Around 2,000 people have put their names down to be cryogenically frozen by Mr Kowalski's institute and more than 100 pets and 160 people have already been frozen at the their laboratory.
'After cardiac arrest, you have around 5 minutes to half an hour to revive someone,' says Mr Kowalski.
'But it depends on temperature and how long they were alive for.
'We're finding that when you cool people down you have more time,' he said.
Mr Kowalski said that his work is an extension of stem cell research, and that stem cells could be injected into cryogenically frozen patients to help repair damaged cells.
'We're trying to save your DNA and mind,' said Mr Kowalski.
'If all we cared about was your DNA, we could save that and clone you and you would look no different, but it would be a totally different person,' he said.
Mr Kowalski says that in the future, if there is super advanced technology that can 'reverse engineer nature,' then there is no reason elderly people couldn't be revived and brought back, possible even as their healthy, 20 year-old selves.
In cryogenics, the freezing process must begin as soon as the patient dies in order to prevent brain damage, with facilities currently available in Russia, the US and Portugal (stock image)
Cryonics, also known as cryogenics and cryopreservation, is the art of freezing a dead body or body parts in order to preserve them.
Advocates see it as a miracle procedure to cheat death, with the hope that they will be revived once medical science has progressed far enough to cure whatever killed them.
The Cryonics Institute's website states that absolute death may only be said to occur when the brain's essential information is destroyed.

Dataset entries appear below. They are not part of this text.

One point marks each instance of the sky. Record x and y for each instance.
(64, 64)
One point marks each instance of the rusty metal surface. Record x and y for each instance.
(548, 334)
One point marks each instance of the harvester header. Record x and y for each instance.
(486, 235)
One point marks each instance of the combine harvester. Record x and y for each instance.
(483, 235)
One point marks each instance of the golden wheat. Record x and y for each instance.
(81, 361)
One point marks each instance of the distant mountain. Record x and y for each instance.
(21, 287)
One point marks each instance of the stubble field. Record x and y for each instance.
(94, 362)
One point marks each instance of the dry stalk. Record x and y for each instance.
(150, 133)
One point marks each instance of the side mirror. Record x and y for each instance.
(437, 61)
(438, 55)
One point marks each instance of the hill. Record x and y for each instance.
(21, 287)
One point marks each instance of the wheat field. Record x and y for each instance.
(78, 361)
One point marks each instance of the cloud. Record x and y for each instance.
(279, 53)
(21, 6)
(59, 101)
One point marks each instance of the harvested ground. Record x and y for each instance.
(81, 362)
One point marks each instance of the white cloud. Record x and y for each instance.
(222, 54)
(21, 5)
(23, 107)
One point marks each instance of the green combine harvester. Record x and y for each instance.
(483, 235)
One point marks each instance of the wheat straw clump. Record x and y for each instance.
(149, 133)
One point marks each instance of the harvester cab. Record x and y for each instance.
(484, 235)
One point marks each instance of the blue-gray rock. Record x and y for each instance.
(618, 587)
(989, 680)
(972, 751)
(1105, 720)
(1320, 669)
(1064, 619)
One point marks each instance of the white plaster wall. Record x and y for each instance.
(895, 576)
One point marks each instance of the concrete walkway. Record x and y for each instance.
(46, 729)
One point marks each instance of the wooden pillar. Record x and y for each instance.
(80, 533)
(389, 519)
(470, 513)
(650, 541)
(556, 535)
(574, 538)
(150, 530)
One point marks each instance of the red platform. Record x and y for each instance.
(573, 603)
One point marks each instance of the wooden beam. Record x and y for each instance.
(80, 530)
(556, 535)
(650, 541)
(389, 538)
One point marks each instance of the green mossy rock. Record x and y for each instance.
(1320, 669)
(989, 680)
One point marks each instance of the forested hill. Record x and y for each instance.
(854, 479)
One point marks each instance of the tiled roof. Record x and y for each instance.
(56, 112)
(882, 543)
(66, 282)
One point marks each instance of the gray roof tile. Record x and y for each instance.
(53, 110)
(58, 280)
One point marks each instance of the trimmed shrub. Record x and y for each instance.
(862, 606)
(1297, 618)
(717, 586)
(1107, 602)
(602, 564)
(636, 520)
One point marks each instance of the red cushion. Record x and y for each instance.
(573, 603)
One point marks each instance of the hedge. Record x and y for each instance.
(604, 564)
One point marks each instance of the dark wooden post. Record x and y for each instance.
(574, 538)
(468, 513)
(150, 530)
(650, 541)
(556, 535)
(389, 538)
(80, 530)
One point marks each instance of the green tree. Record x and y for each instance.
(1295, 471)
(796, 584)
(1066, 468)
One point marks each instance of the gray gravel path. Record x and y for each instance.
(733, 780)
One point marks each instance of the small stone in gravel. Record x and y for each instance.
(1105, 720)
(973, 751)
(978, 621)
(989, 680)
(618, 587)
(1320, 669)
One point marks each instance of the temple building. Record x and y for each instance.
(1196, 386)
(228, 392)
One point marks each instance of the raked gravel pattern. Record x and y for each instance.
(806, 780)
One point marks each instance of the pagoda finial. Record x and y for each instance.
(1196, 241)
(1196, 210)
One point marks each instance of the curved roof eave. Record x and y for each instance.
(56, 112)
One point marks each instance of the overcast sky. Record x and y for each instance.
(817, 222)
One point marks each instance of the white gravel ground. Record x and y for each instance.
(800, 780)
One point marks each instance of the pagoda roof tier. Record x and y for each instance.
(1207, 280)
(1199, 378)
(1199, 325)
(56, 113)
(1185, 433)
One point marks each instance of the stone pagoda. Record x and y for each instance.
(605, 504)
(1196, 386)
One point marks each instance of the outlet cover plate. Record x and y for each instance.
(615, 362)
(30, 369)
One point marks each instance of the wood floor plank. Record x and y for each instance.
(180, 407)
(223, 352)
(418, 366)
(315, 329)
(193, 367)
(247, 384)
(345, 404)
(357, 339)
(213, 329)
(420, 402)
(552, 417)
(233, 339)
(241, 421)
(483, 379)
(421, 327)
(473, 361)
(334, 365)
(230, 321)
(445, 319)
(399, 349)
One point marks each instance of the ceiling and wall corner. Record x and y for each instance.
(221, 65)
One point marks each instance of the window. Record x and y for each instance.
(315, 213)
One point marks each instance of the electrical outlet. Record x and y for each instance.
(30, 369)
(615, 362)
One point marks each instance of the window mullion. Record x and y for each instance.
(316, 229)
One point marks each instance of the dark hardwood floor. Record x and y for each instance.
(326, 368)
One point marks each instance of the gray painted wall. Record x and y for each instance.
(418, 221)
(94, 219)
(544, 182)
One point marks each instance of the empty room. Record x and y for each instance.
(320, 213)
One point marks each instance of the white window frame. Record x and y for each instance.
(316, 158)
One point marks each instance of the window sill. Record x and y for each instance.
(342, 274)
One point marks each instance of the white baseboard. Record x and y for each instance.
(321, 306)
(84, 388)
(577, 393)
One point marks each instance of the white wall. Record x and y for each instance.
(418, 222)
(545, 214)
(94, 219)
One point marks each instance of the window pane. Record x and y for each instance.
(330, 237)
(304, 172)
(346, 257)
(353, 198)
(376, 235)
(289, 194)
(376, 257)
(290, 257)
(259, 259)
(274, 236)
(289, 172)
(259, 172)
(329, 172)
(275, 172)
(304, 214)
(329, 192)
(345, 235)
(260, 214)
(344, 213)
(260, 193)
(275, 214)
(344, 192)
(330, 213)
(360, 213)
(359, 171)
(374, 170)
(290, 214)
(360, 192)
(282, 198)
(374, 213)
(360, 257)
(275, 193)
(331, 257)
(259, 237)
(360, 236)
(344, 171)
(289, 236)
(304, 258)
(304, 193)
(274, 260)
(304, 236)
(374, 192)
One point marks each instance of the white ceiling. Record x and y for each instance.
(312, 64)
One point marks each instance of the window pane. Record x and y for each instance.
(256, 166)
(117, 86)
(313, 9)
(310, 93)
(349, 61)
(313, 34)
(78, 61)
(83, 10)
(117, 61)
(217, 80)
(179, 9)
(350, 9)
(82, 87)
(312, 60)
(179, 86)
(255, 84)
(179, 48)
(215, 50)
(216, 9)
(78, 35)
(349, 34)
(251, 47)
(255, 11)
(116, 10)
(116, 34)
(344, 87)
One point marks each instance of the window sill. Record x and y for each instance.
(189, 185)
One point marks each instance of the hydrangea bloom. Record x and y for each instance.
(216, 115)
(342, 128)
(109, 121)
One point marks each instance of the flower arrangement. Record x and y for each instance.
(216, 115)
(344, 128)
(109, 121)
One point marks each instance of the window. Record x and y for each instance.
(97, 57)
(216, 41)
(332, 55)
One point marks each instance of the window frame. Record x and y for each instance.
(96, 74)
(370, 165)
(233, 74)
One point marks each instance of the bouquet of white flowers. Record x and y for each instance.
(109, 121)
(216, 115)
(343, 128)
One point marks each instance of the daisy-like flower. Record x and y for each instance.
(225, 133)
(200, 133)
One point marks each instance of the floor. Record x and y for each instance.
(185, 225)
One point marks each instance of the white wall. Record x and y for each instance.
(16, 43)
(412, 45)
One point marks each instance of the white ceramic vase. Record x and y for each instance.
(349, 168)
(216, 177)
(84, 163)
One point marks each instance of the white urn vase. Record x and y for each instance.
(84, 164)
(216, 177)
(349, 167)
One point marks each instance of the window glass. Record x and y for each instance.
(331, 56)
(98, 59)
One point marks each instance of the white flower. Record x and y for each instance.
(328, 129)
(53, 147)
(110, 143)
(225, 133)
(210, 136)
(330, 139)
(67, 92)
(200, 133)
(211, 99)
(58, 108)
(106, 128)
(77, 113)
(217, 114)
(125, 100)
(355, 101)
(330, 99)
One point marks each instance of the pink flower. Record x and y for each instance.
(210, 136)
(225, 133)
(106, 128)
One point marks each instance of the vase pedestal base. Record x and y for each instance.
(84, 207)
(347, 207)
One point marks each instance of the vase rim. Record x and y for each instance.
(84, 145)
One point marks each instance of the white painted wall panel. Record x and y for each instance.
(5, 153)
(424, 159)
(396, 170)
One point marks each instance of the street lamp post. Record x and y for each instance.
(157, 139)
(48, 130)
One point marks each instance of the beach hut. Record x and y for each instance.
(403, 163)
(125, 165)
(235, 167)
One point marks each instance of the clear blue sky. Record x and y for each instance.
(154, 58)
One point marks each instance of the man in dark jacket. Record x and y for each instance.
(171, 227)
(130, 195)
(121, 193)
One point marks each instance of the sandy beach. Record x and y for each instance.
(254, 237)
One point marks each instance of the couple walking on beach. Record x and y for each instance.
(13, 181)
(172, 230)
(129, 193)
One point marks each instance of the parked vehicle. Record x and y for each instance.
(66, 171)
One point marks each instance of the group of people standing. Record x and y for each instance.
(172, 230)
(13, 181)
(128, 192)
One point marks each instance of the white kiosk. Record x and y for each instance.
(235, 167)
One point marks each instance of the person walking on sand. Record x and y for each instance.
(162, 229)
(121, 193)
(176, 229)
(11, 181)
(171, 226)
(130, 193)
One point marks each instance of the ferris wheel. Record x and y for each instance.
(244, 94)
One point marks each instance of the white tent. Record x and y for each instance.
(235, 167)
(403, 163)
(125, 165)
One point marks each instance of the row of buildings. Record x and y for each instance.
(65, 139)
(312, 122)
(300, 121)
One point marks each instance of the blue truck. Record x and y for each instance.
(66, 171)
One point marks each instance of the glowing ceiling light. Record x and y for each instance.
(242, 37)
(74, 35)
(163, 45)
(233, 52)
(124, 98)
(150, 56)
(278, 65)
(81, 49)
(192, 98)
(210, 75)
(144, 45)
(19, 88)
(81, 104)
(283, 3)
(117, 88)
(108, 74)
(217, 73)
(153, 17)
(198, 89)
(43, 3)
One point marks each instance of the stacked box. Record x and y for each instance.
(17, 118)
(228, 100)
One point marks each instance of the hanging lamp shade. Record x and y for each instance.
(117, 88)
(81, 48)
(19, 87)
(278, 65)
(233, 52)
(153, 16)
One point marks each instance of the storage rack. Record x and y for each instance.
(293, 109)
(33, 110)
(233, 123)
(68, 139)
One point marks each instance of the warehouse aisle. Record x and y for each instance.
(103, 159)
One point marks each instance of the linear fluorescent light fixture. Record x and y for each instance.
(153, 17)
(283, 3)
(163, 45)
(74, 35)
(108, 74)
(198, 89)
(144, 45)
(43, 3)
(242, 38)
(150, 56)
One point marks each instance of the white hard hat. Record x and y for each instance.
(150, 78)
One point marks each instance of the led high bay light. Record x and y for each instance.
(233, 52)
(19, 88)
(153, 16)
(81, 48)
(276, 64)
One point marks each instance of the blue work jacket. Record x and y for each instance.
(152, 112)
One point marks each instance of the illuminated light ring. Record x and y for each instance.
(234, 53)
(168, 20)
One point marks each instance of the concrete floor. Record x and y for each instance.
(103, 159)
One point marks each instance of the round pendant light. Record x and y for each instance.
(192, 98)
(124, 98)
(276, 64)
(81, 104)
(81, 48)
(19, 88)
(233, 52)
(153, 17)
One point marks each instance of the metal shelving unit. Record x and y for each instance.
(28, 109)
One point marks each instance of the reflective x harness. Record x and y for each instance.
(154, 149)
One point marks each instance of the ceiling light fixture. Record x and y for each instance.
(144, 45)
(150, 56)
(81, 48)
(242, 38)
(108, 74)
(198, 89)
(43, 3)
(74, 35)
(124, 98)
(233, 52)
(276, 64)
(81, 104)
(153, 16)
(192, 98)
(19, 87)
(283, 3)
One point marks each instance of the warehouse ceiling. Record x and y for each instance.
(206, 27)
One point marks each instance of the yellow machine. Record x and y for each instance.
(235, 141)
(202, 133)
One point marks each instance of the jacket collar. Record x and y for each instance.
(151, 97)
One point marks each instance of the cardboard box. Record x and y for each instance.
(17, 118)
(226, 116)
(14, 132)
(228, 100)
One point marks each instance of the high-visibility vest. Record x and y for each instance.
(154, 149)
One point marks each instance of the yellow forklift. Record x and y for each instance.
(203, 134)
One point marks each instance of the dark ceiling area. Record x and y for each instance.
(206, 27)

Brain preservation is the ultimate goal of what cryopreservation aims to achieve.
In a previous interview with the Daily Star, Mr Kowalski, 49, said: 'If you take something like CPR, that would have seemed unbelievable 100 years ago. Now we take that technology for granted.
Mr Kowalski said that when the first patients are reanimated depends on the rate at which modern medicine improves.
'It depends on how much technology like stem-cells advances,' he said.
Currently, it is only legal to freeze someone when they have just been declared dead.
The freezing process must begin as soon as the patient dies in order to prevent brain damage, with facilities currently available in Russia, the US and Portugal.
In the procedure, the body is cooled in an ice bath to gradually reduce its temperature bit by bit.
Experts then drain the blood and replace it with an anti freeze fluid to stop harmful ice crystals forming in the body.
Mr Kowalski made headlines in December when he paid £100,000 ($140,000) to have his entire family frozen so they could be reanimated together.
The 49-year-old, his wife Maria and their three sons - Jacob, 19, Danny, 17, and James, 16 - are all down to be preserved in a vat of liquid nitrogen when they pass away.
In an interview last month, the paramedic said the process could give his family a 'second chance at life'.
Mr Kowalski suggested those who take part have 'little to lose and virtually everything to gain'.
He said: 'I heard about the process when I was a teenager. I thought it sounded really interesting.
'Many years later I signed up with the Cryonics Institute. That was 20 years ago now. Now my wife and three teenage sons are also all signed up.
'Of course my sons are young so not thinking about it too much.